CONDOMINIUM John D. Mac Donald
by Nancy J. Miller
(Red Banks Wisconsin)
JOHN D. MAC DONALD
My father introduced me to his favorite author when I was just out of college and beginning my career as a dental hygienist in 1972. I began to read John D. Mac Donald and through his character Travis McGee saw Florida and life in a whole new light. I devoured the twenty one books in the McGee series written from 1964-1986, and threw in Condominium, Clemmie, A Flash of Green, The Executioners and more.
I recently began to reread the McGee series as they are now available to borrow on my Kindle. I have discovered his writing style and subjects are ageless, his themes as current today as when originally written, and McGee’s social observations as pertinent now as they were then. And McGee is an ageless, not aging hero with enough self-introspection that oddly enough fits in today’s world as well as back then.
The Lonely Silver Rain was the last McGee book written before Mac Donald died in 1986, and introduced us to a new character in the form of his then unknown to him daughter born to Puss Gillian, an old love. I will never know how the relationship developed or grew as Mac Donald died. Gratefully, no one has stepped up to try and fill his shoes with varying degrees of success like with some other authors, namely Robert Parker.
Many authors cite Mac Donald as being their inspiration including Dean Koontz, Lee Child and Randy Wayne White. White’s Doc Ford comes close to being the natural successor to McGee, but though I enjoy most of White’s efforts and some of his plots, he doesn’t have the consistency or believability of JDM and McGee.

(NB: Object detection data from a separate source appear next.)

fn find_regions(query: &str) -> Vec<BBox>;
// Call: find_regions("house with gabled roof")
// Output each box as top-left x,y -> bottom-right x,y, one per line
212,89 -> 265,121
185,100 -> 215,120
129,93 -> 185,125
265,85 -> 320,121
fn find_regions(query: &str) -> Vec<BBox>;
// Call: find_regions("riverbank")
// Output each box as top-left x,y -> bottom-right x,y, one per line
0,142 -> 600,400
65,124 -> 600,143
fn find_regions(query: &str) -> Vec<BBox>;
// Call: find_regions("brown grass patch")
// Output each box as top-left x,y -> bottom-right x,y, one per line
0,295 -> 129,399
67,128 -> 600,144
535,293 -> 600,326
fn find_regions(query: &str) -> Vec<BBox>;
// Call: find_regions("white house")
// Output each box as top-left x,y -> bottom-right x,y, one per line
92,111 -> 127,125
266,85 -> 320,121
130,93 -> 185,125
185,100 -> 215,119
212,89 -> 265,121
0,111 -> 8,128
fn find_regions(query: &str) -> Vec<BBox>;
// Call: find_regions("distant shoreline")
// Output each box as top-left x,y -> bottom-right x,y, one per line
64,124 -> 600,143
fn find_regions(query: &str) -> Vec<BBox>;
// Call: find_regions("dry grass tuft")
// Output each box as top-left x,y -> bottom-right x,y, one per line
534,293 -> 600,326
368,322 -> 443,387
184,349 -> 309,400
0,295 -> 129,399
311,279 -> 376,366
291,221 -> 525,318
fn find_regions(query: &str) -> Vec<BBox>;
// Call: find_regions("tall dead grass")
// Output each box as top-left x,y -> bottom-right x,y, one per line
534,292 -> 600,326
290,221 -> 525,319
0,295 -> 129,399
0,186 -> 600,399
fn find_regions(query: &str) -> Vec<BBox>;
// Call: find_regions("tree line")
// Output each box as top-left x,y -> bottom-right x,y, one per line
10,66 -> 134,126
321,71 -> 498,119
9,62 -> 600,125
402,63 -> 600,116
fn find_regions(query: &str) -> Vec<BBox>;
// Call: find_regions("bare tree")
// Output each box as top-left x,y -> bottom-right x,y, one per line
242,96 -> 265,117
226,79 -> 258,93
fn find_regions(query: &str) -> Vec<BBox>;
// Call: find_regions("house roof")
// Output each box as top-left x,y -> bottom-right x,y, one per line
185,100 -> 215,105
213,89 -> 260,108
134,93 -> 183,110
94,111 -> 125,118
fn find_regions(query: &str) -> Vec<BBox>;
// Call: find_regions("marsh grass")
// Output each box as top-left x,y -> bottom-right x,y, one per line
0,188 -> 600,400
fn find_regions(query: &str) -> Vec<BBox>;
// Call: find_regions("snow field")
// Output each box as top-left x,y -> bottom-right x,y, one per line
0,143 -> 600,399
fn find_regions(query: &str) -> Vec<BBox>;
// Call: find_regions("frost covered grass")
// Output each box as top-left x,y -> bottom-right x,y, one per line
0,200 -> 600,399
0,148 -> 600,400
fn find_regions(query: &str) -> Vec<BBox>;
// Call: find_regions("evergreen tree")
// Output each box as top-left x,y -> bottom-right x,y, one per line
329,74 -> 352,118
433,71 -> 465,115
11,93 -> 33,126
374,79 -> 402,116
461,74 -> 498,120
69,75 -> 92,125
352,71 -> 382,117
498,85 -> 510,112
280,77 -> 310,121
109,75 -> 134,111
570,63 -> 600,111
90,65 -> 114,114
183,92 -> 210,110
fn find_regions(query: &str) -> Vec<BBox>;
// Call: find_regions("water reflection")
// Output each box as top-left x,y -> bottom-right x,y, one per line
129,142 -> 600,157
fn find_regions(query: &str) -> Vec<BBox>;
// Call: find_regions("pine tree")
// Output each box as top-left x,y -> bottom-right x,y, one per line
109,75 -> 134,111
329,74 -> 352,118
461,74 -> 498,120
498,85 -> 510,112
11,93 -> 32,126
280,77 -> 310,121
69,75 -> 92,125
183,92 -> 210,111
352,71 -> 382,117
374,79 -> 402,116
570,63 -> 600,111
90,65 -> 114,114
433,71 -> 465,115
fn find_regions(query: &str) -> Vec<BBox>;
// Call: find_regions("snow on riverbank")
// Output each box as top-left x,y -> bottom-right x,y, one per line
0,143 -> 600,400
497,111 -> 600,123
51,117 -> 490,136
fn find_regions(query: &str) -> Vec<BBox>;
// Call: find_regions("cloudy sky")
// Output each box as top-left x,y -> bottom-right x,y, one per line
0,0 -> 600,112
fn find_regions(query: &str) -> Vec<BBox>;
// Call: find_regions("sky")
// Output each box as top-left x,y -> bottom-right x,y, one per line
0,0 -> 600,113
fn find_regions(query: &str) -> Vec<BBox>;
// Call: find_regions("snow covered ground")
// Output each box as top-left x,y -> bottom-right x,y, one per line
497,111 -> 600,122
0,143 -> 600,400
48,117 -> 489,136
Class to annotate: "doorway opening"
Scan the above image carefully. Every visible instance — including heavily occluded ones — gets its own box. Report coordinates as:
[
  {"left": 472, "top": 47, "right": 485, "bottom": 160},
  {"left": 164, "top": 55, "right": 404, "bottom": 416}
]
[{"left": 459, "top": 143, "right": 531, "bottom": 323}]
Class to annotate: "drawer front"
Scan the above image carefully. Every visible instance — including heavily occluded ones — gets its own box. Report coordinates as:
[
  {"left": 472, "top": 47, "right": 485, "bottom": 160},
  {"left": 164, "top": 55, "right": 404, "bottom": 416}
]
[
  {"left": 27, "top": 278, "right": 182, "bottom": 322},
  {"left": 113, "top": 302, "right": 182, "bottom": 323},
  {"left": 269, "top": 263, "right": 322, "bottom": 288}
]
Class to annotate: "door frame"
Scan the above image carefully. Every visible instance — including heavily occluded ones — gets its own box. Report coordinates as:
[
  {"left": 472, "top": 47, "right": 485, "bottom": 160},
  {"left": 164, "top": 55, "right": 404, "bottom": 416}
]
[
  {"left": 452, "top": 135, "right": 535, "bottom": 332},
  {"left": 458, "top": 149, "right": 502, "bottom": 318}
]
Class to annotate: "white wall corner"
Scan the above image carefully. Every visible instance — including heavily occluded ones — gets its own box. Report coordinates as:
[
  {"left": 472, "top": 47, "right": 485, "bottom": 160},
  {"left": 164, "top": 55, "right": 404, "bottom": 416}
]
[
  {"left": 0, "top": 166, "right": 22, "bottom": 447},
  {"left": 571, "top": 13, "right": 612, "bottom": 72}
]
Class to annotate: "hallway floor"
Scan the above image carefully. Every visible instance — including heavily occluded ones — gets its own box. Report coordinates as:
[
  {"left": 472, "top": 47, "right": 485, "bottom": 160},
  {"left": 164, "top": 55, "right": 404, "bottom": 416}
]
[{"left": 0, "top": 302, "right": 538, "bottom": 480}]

Condominium was written in 1977 and you would think it was just written. His style of writing is still current and while the book is dated in terms of technology, I am of an age that I remember typewriters, dial phones and no cell phones, and stereo speakers with woofers and tweeters and vinyl records. His descriptions of the peccadillos of the residents of a condominium poorly constructed on a Florida Key (probably like Siesta or Captiva) and the McGee like engineer hired by the aging wealthy recluse on the top floor and his predictably beautiful and strong young wife take you right into the plot and scenes. The descriptions of the fatal hurricane that wipes it out are outstanding; I actually could feel the wind and the rain and the pull of the receding tidal wave…….amazing descriptive ability.
So if you have never read any JD Mac Donald, you have a treat in store. If you have read him in the past, I encourage you to go back and visit his books again for a wonderful re-experience of a master at his trade. I long to write like him!